We would like to thank everyone that came it was a fun weekend. Sorry to say I didn't take a single picture but others did and I'm sure will be posting them in the near future


----------



## mballi3011

First I want to say THANK YOU to Jerry and Karen you two did a fabulous job again. The place is and was amazing again. Then to all the folks that showed up this year ya'll sure made it fun again. Bob you did a great job with the gumbo and the red beans and rice. Then the boudin balls were as close to heavenly as I have ever stuck into my mouth. Joe the sausage again was pure goodness. Thanks for some for the road too. I also have to give a big shout out to Todd with a-maze product for all the goodies. I will use them very soon. Like in a couple of hours.  Brian it was again it was nice for you to make the long voyage. I had a great time cooking and visiting with everyone and again a HUGE THANK YOU to Jerry and Karen.


----------



## JckDanls 07

OK THEN...  I'll begin with a *BIG* *"THANK YOU"* to Miss Karen and Jerry...  you two are truly a gift from above...  To allow all who attend this wonderful gathering to come in and invade your privacy for a weekend is truly a blessing ...  so again, *"THANK YOU"*

Jeff, as I always say, If it wasn't for you starting these awesome forums none of this would be possible...  so a BIG *"THANK YOU"* to you as well (even though you couldn't make it this year) you were missed ... 

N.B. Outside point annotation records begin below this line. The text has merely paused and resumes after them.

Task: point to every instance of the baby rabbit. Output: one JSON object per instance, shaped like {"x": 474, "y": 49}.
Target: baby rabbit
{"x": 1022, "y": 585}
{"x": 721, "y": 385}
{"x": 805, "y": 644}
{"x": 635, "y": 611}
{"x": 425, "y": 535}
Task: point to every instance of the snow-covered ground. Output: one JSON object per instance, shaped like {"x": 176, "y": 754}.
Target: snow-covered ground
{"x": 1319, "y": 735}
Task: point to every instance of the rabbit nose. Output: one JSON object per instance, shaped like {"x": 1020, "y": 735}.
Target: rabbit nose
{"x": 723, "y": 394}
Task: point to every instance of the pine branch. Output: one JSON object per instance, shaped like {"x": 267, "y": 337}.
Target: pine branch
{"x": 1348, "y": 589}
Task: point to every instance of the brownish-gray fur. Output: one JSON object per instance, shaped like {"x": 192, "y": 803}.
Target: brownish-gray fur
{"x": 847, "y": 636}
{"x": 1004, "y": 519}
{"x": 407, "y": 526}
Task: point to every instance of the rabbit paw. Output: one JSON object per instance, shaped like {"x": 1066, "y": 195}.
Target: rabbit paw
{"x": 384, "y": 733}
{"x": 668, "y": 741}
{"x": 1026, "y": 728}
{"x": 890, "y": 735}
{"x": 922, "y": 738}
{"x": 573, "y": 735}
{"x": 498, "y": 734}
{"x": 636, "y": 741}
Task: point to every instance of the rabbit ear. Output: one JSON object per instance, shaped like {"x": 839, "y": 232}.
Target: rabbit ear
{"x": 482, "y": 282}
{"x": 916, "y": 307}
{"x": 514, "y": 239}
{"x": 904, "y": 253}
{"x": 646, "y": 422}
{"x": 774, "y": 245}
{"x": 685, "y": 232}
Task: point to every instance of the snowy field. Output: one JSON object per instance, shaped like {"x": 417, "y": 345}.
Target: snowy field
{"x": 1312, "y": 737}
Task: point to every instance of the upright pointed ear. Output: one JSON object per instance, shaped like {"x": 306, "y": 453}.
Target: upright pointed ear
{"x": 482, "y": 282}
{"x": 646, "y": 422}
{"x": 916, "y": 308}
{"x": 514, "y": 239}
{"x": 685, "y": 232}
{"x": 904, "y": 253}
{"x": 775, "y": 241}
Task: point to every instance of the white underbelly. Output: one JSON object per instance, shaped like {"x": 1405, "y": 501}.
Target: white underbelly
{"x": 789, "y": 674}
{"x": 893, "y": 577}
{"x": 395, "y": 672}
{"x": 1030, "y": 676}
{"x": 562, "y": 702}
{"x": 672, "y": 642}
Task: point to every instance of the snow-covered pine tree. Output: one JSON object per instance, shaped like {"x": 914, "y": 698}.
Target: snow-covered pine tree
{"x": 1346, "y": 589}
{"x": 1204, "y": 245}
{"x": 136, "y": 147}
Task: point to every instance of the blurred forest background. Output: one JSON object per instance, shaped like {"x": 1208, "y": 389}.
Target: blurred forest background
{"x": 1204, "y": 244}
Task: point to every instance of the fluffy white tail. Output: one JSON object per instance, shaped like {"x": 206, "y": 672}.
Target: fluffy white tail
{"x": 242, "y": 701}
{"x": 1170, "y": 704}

Todd, The door prizes you sent were without a doubt one of the highlights of the gathering...  whenever a person won something there eyes lit up and got a big smile on they're face...  *"THANK YOU"* Bub ....

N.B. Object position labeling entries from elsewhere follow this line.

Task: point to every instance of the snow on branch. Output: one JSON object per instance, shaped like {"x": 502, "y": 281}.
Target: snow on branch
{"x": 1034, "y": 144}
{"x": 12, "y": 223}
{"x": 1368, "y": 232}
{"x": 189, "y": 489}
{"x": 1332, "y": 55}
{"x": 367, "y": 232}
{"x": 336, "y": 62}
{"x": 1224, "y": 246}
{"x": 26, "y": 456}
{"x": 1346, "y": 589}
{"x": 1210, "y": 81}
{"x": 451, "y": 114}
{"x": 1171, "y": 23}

Brian,  *"THANK YOU"* for making dinner (ribs and tri tip) Thursday night..  they were the best yet (my opinion)...  Glad you could make the trip again this year...

Tim, your the man when it comes to wings..  my god they were good ...  *"THANK YOU"* for letting me help ya and learning a little bit about stick burners ... 

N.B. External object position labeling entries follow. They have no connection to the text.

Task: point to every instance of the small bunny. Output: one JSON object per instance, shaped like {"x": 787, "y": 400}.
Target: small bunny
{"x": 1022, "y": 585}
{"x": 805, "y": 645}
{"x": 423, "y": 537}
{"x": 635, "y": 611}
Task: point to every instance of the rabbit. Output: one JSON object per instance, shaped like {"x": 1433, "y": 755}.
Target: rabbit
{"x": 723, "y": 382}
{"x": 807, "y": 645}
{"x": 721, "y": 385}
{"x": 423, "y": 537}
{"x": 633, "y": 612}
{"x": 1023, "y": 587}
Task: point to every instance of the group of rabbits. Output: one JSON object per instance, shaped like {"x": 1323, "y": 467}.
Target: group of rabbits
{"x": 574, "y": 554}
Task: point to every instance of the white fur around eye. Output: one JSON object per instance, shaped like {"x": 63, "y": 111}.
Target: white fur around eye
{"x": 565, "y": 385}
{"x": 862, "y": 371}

Joe, (the *"KING"* of sausage making)...  Good lordy brother ...  the stuff you made was off the hook, Bub ...  *"THANK YOU"* for sharing it with us ...

Bob and Sherry, my Weesiana friends...  *"THANK YOU"* for cooking "Cajun Night"  Friday night...  The gumbo, beans and rice, boudin, sweet and spicey corn, hush puppy's, onion rings, damn it y'all, what else did ya'll make....  It was all fantastic...  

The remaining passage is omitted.